Keep the board as small as possible, i'm running out of room now :)
I can't find the link now, but I believe I saw that Hacker demoed a brushless motor with a magnetic rotary encoder. It didn't specify which, but it probably was an AustriaMicrosystems AS5040 or similar. I've worked with an AS5040 and Arduino for low speed position control, but it will also do high speed (up to 30,000RPM I think), so it would be perfect for a governor. I purchased some boards from MadScientistHut.com, and used the Arduino PID library. I imagine you could 3D print an adapter to hold a magnet to the shaft...
Seth, that's interesting, but... I think it's WAY overkill for what we need. We don't need angular position.
Ah hah! I'm going to go with the Arduino Nano.
It's the same as the mini and pro mini, but has the built in USB. That will just make it way easier. The Nano runs at the same 16MHz as the 2560, so if the 2560 has enough HP to run the Arducopter code, it should have more than enough to manage some motors. There's less flash ram to hold the program, but I don't think that will be an issue.
I'll probably also get some of these to start with, since they're available at the same place.
Now, as for communications with the APM, I don't know if it can just be done over serial, or can we do it on the I2C bus? I'm pretty weak in that area.
One of the things to decide early on is if we are going to do this with interrupts or not. Interrupts are probably the easiest way to do it (which is why I wanted this to be stand-alone board). But I believe the 328 in the Nano only has 2 interupts. That means it can only monitor two channels (motor and rotor, or 2 rotors). The Mega has 6 interrupts, but seems like it's really just too big for this project.
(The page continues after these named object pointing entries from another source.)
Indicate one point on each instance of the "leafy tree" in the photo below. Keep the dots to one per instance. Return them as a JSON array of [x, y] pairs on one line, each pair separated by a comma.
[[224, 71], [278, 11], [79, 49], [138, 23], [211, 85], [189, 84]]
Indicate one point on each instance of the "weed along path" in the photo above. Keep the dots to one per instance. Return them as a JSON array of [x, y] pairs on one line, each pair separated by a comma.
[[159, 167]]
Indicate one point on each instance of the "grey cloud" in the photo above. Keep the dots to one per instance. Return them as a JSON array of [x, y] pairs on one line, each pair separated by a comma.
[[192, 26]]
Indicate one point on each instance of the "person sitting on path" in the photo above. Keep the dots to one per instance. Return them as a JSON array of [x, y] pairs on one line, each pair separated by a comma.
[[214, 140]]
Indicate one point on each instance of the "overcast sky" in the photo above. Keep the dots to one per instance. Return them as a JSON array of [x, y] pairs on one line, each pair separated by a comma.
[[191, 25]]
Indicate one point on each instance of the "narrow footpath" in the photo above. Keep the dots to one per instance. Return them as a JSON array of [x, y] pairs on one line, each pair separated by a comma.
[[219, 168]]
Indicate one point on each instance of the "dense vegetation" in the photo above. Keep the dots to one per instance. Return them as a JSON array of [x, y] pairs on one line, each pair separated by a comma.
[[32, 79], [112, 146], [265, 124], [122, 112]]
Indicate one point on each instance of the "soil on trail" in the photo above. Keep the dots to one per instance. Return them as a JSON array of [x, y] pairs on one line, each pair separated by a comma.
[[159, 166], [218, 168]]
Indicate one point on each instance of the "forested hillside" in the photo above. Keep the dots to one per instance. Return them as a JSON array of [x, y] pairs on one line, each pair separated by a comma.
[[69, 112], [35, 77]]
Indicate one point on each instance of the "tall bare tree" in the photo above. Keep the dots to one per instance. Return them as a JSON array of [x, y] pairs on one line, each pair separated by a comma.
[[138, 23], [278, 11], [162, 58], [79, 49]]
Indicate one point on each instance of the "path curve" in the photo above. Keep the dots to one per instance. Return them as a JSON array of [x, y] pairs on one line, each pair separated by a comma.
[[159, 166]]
I think its best to try and keep it small. Your really don't need to monitor the rotor speed. Just a magnet on the engine or motor with the gear ratio programmed will give you rotor speed. if the rotor mast fails there is not much you can do. Its much better to know that the motor has failed. Auto-rotation as you said before.
I've played around with the eagle tree brushless rpm sensor and did very much like what you're saying. I attached it to an uno and used an interrupt pin to have it increment a counter. I then ran a main loop which counted the number of pings that had been received in the last second and printed them. Then graphed it with excel.
I moved the throttle from 0 ~ 25% ~ 50% ~ 70% then to full and you can see that in the graph. I found the results were a bit bumpy and I didn't think they would be good enough quality to built an external govenor.
I now think the best approach is to actually put custom firmware into an existing ESC. There is actually a little atmel inside of the standard jdrones, 3drobotics, turnigy ESCs (in fact they're all nearly identical designs), there's a discussion on rcGroups about reflashing them with someone's custom firmware and that firmware is available somewhere on the internet..i think it's maybe linked in that discussion.
The ESC knows how fast the engine is going better than an external hall effect sensor I think. The thing that's missing is the ability to communicate between the APM and the ESC...but I think..because the SPI pins for flashing the firmware on the ESC are there, it should be possible to communicate with the APM using the SPI bus.
I know this is all getting quite advanced....
Interesting (and a little disappointing) info Randy. Although I'm not quite sure about your implementation. That sensor isn't exactly what we're talking about here since it attempts to measure the electric pulses going to the motor.
I'm also not sure, is the error in the measured data, or the just the way it printed out?
I'll probably order a Nano anyway just to play with.